Es decir, la gravedad es un principio organizador suficiente para el orden del cosmos. Lo cual deja sin responder, sin embargo, el por qué surge ese principio organizador. Es decir, la ciencia como reflejo consciente de la creación, puede descubrir sus leyes y su admirar su economía, simpleza y estética, pero sigue sin explicar de dónde surgen esos principios aglutinadores de los cuerpos celestes o de los átomos, de tal manera que la evolución material se hace posible.
Pero el desafío es aún mayor.

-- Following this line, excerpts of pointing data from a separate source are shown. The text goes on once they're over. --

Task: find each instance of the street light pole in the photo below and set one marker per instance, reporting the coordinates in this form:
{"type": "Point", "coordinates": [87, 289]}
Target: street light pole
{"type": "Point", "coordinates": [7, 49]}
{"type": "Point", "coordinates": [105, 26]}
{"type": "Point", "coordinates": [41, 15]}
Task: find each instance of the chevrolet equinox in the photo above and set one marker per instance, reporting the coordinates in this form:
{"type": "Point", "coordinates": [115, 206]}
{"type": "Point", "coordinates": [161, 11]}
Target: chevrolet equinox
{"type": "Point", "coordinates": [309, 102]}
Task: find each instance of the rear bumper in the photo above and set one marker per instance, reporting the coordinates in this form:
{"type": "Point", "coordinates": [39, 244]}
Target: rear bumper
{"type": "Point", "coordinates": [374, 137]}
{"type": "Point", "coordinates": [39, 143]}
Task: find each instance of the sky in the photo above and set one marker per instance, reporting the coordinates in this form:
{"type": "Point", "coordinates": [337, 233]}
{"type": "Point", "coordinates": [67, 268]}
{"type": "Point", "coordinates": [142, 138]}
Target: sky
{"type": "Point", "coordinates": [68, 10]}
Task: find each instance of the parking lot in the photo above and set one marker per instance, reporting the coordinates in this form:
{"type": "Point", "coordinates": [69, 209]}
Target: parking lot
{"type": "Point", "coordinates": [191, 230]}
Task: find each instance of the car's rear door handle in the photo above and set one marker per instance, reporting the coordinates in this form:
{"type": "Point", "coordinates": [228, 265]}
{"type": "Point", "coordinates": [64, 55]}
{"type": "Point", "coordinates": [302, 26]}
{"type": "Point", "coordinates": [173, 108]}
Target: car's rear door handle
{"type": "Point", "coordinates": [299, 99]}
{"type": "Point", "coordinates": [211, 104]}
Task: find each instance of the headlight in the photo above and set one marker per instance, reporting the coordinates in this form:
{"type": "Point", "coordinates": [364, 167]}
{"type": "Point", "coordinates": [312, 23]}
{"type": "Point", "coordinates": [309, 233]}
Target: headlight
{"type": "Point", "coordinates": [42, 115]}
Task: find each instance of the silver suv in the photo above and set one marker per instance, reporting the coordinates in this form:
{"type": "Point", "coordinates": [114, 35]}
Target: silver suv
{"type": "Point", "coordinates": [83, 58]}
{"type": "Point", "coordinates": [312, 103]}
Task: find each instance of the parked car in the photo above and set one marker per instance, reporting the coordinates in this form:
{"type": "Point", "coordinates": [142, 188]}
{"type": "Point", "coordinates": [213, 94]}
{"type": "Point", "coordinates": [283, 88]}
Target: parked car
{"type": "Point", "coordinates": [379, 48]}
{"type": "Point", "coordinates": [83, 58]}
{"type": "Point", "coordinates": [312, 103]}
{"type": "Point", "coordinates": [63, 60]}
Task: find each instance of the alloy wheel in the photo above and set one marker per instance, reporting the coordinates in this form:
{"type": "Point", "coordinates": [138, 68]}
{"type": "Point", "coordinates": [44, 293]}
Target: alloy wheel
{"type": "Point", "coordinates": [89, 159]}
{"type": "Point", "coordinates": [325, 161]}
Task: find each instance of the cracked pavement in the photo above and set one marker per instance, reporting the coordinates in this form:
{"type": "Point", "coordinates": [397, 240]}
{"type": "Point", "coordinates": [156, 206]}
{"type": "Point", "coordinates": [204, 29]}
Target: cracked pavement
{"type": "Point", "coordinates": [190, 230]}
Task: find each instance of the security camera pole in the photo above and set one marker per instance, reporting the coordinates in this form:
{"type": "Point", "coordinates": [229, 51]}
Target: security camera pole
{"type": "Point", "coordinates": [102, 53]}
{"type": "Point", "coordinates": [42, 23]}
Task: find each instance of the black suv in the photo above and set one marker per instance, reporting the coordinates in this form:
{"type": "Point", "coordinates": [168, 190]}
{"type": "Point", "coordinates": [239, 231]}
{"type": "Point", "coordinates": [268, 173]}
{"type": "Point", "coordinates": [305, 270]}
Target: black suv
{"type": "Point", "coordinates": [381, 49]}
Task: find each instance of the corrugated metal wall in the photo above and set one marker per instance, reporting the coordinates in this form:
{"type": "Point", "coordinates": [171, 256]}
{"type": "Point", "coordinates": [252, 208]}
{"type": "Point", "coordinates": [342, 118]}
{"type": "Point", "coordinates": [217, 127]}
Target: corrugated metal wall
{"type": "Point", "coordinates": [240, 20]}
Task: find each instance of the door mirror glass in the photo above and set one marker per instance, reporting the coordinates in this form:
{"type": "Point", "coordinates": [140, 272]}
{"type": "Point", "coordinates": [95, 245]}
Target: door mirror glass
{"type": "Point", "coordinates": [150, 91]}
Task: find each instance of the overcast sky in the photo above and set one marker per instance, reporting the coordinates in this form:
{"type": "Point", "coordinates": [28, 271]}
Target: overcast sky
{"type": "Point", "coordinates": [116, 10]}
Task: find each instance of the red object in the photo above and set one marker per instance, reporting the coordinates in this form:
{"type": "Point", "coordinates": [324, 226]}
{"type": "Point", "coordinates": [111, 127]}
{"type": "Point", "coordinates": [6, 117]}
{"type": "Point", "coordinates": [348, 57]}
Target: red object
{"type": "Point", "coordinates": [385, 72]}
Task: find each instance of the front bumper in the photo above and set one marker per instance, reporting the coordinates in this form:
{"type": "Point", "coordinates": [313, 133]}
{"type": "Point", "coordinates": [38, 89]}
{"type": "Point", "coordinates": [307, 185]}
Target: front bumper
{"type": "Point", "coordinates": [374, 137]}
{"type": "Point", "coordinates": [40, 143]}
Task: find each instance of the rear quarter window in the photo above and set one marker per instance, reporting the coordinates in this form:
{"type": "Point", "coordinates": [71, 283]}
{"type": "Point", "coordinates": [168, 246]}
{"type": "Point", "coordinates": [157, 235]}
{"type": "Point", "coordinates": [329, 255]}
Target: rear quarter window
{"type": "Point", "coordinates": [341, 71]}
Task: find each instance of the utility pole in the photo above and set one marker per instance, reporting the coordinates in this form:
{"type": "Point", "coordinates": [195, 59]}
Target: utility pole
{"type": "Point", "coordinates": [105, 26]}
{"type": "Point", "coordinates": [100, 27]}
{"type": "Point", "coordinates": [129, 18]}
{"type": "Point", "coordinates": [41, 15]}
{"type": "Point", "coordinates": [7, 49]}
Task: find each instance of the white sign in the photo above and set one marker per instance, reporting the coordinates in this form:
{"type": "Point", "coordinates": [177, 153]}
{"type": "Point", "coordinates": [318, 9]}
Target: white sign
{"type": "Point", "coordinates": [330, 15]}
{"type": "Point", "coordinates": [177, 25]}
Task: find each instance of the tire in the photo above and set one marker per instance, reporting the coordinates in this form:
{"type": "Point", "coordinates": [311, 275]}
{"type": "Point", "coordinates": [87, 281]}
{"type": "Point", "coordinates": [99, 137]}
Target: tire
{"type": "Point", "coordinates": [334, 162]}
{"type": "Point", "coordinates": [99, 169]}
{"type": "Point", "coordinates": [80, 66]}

La ciencia solo es fruto de la conciencia que descubre las leyes del devenir, las cuales no alcanzan a explicar el devenir de la conciencia individual; y menos aún su trascendencia en conciencia universal por aquellos caminos de la verdad, la estética y el silencio. Esa teología experimental que solo es vivencial o no es.
Por lo tanto, la negación de la conciencia universal, solo porque algunas conciencias individuales han podido describir algunos de sus principios operativos, no es más que arrogancia y falta de rigor científico de quienes no han podido, por falta de avance en la negación de su individualidad, descubrir la comunión universal, dimensión trascendente que conjuga la verdad con la belleza en su totalidad infinita.